He drops the ‘L-word’ way too soon
A sure-fire sign that a man is moving too fast in a relationship is when after a couple of weeks of dating, he tells you he loves you.
That is the right time for you to run.
The timing of proclaiming your love to someone depends on the couple.
However, it is very unlikely that you truly love someone after your second date, am I right?
You cannot love someone after only knowing them for such a short time.
It is completely up to you whether or not you stay with the guy.
Maybe he is new to the dating scene, so he doesn’t know how to proceed with a girl he likes.
It is up to you to decide, but be careful as he will rush things when you become official and in a relationship.
He makes you feel guilty
If a guy has insecurities and moves too fast, he will bombard you with text messages every time you want to take some time alone, like spending the afternoon apart.

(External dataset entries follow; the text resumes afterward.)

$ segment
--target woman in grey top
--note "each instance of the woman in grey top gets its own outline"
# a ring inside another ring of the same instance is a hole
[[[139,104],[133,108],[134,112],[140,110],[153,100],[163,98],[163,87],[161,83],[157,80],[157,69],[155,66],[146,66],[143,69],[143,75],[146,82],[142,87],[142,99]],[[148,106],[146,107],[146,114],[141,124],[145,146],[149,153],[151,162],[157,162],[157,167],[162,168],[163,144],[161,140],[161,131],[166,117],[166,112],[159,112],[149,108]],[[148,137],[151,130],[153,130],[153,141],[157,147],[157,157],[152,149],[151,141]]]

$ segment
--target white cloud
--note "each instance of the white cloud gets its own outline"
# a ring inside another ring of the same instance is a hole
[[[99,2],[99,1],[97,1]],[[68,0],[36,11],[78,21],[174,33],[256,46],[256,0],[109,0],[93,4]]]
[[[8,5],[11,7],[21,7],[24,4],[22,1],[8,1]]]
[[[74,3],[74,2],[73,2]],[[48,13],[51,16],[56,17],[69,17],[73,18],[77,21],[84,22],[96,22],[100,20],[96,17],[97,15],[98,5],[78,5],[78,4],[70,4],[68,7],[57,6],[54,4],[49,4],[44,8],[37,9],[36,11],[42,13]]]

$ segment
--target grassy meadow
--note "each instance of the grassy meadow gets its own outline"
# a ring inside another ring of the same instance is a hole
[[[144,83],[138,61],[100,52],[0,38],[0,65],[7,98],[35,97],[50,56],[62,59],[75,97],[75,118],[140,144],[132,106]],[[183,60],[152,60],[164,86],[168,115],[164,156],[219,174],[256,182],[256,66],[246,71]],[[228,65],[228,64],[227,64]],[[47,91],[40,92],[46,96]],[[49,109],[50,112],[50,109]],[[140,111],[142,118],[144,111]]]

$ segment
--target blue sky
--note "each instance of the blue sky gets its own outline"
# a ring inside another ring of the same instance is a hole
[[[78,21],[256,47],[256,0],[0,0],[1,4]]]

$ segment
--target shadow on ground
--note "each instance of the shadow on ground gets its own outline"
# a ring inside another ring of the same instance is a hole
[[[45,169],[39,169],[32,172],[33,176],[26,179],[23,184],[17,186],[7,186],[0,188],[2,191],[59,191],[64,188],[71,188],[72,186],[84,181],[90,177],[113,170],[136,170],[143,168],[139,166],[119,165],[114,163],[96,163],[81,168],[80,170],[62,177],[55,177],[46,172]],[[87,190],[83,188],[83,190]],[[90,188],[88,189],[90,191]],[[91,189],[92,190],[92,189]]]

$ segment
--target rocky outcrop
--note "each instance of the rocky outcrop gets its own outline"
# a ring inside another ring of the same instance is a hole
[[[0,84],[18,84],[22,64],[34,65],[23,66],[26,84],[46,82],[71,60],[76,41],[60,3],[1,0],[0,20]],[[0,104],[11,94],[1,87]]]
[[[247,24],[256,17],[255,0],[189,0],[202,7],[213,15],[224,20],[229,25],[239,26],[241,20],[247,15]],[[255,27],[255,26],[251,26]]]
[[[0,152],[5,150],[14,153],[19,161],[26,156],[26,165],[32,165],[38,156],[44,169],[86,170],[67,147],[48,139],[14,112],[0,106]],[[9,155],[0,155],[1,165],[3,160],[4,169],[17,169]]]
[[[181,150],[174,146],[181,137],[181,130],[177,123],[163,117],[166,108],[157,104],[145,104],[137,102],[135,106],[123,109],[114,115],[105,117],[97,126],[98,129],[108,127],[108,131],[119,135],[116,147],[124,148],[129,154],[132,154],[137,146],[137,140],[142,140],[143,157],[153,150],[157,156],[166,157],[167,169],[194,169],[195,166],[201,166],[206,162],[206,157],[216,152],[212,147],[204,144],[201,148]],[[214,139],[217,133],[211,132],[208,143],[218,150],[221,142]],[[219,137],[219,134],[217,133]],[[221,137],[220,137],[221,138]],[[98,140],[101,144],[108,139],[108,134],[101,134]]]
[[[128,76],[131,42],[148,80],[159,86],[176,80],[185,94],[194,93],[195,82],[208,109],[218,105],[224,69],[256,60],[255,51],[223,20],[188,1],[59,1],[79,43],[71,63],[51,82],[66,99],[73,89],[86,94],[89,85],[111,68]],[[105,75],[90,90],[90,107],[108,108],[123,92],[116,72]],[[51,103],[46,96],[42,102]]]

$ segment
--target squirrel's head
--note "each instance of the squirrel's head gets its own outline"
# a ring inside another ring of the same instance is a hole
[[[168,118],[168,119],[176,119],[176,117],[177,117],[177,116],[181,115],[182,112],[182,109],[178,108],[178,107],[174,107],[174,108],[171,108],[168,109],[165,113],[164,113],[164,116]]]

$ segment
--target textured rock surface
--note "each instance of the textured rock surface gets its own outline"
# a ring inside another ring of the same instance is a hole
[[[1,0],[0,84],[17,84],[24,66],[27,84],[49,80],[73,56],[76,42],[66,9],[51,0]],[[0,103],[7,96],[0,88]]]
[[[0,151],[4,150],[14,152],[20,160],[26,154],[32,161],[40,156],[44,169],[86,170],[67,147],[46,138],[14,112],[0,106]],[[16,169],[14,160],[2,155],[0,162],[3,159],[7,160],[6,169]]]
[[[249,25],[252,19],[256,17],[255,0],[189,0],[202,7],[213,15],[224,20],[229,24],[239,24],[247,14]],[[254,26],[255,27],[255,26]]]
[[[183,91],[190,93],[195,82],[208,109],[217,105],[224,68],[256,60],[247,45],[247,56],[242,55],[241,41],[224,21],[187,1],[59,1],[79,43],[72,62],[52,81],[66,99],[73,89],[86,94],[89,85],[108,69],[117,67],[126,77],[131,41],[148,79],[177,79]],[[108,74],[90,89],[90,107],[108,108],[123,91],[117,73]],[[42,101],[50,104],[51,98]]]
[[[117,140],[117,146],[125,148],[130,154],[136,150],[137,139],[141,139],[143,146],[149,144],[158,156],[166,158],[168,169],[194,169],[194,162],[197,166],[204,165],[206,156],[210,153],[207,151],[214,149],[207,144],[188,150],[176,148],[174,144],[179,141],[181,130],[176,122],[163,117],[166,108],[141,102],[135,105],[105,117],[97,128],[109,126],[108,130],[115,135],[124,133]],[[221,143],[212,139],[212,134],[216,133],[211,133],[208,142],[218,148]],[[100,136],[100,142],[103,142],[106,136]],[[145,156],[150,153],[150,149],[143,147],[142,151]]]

He cannot stand the fact that you are doing something without him and he will become annoyed or crabby.
What is even worse, he will text you and say things like, “How can you enjoy being apart from me?” or, “Do you miss me now?” and suchlike.
By sending you messages like these, he wants to make you feel guilty because you are apart from him.
It is his attempt to make you think about spending more time with him.
You have to sit him down and tell him you have a life outside of him and what you have together.
It is not healthy or good if your relationship consumes your entire life because it will have a bad ending.
Life doesn’t stop when you start a relationship, that’s for sure.
He is being possessive and manipulative
Men who move too fast in relationships make sure that everyone knows their girl is theirs.
Maybe he wraps his arm around your shoulders wherever you go, or gives you a quick kiss in front of others, or perhaps he checks up on you throughout the day.
It’s all right to think that if a guy wants you to feel nice, he will be a little bit possessive, but if you feel like he is marking his territory wherever you two go, that is a huge red flag.
Sending cute texts is great, especially in a new relationship, as it keeps the spark alive.
However, if you are constantly bombarded with messages from your guy asking where you are or what you are doing, this can be a sign that he is moving too fast.
It is actually a sign that he is controlling and has trust issues, which you might have not seen when you were first dating.
He doesn’t send you text messages because he cares, but because he is concerned for himself and wants to keep tabs on you.
He wants to meet your parents
Meeting the parents for the first time is a pretty big deal for every relationship.
It should not be taken lightly because it puts a lot of pressure on both of you to make a great impression on the ones you love.
A guy who moves too fast might ask if he can meet your parents after just a couple of weeks of dating.
He wants to come over and introduce himself to the most important people in your life!
You are already nervous because you like the guy and you have butterflies in your stomach and now this?
You should just calm down and make sure he is aware he’s moving too fast and that meeting your parents will happen at a later time.
After recognizing that your partner is moving too fast in your relationship, now you may ask yourself what you can do about it.
Should you walk away from him (or run), or should you confront him about the problems and hope he will understand and work on them?
The first thing you should do is evaluate the situation and know when to pump the brakes on the relationship.
You may feel guilty or pressured by your partner to speed things up between the two of you just because he feels that way, but know that a relationship is not a race but a journey.
Take your time, and slow things down, even if it means taking some time apart from each other.
You need to be aware of what part of your relationship is moving too fast.
Maybe it has something to do with the physical part or maybe you don’t like to show affection in public.
You might be shy or maybe you don’t enjoy spending as much time with your partner compared to how much time you spend with your friends.
The right thing to do is let your partner know you don’t feel comfortable at the pace at which the relationship is going, and that both of you need to work on it.
The things that start fast end fast. You need to take your time to get to know each other and the things you each like or dislike.
Take your time to evaluate and reflect on your relationship.
The important thing to remember is you cannot slow down a relationship if the other person is not aware that things are moving a bit too fast.
In a healthy partnership, there is no pressure to do anything you don’t enjoy doing.
Maybe you and your partner are not on the same page, and if so, then you should sit down and talk about your problems and the feelings you have.
It is never good to keep those negative emotions to yourself.
You should not be a girl who spends all your time with your partner and before you know it, you look around and your friends are gone.
It is natural for a couple to create a bubble for themselves, in which they only exist during the first couple of months.
However, when the real world interferes, a healthy relationship will allow for it and you won’t necessarily experience heartbreak.
However, if your partner does not understand the magnitude of your problem, then moving away from him and cutting the cord that he held on to for this long might be the best possible solution.
A man who is truly interested in you knows that a healthy relationship requires having respect for each other’s boundaries, time, and space.
He will know how to deal with himself when you are not around.
Also, he will admire you more if you show respect and loyalty toward your family and friends so he will understand that he needs to as well.
Be your true self and be more authentic and relaxed. Focus on the present time and not the future.
It’s important to have a plan on what to do for the weekend and not what to do next year.
Keep yourself busy and try to find some space away from your relationship and focus on yourself.
Maybe take up a new hobby and encourage your partner to do the same thing.